Additionally, the Romney plan calls for biofuel subsidies and loosening environmental restrictions on coal and other energy production. The increase in domestic production “can add 3 million jobs,” Romney argued. Other benefits include gross domestic product (GDP) gains of as much as $400 billion a year, lower energy prices and growth of America’s manufacturing sector.

However, experts disagree about the plan’s effectiveness.

The CFR described the plan’s as myopic because crude oil prices are set by global markets. “U.S. economic vulnerability to volatile oil markets stems from the volume of oil we consume, not the volume we import," Michael Levi, an energy and climate fellow at the Council on Foreign Relations, told Reuters. "If you don't change the volume of oil we consume, you've missed most of the problem."

Meanwhile, Forbes claims that while Romney’s vision is “bold,” the numbers seem overly optimistic.  For instance, research firm WoodMackenzie found that development of unconventional oil in the U.S. could grow production from “1.5 million bpd [barrels per day] to 4.1 million bpd by 2020,” but the U.S. currently imports 9 million bpd. To cover the deficit “drillers would have to find and develop another 5 million barrels per day of domestic oil, while continuing to fight declining production from older fields.

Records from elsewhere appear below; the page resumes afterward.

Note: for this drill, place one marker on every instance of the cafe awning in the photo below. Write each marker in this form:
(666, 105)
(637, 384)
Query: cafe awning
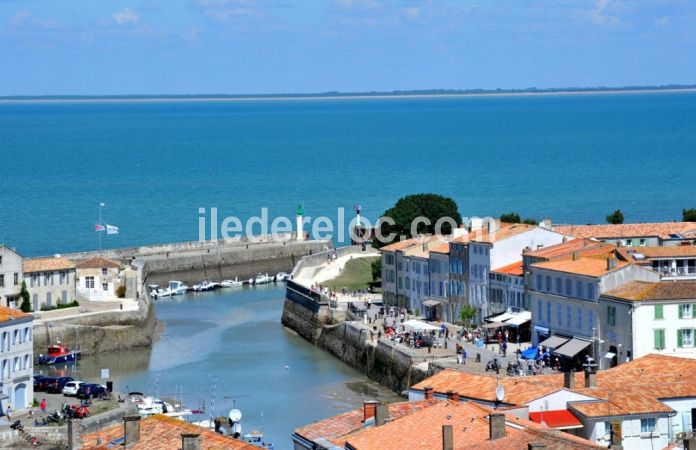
(572, 347)
(431, 302)
(519, 319)
(554, 342)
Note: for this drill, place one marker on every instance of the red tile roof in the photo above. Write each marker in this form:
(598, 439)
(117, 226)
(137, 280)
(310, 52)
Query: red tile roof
(163, 433)
(629, 230)
(559, 419)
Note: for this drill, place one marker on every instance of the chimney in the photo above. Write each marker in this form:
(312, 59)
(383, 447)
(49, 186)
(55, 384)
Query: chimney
(590, 377)
(381, 414)
(369, 409)
(454, 396)
(74, 434)
(131, 430)
(191, 441)
(447, 438)
(497, 426)
(428, 392)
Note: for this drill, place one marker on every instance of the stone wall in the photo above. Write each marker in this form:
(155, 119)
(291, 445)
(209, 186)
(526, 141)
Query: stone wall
(95, 333)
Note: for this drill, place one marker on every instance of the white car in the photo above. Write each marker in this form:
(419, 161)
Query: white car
(71, 387)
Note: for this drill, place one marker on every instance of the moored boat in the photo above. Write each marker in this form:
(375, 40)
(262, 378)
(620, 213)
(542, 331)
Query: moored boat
(59, 353)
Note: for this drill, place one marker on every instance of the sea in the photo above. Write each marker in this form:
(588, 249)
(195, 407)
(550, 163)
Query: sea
(155, 165)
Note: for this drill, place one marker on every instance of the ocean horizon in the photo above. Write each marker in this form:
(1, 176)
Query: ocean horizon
(570, 158)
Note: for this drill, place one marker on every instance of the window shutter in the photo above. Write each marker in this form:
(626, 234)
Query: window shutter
(679, 338)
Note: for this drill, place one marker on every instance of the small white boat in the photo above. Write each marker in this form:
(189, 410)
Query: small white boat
(261, 279)
(231, 283)
(282, 276)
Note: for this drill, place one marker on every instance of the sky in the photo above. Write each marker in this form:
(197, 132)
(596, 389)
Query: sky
(88, 47)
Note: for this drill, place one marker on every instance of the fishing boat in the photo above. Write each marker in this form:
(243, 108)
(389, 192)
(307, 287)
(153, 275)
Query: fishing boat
(261, 279)
(231, 283)
(59, 353)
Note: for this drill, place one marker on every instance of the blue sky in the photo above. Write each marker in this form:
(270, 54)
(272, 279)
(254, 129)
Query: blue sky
(284, 46)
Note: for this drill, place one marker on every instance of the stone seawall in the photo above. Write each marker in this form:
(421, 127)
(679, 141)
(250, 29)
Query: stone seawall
(329, 329)
(110, 331)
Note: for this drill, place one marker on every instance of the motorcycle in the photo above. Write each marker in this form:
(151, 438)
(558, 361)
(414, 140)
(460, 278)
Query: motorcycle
(493, 365)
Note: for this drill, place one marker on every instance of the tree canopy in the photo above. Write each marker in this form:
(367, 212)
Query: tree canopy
(407, 209)
(615, 218)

This will not happen by 2020, and probably not ever.”

However, other voices have declared their support for the Romney plan.  “For U.S. manufacturers to be able to compete successfully in the world marketplace, they need access to a consistent supply of affordable energy," Jay Timmons, president and CEO of the National Association of Manufacturers (NAM), said. "To achieve that, a true ‘all-of-the-above’ approach is necessary.”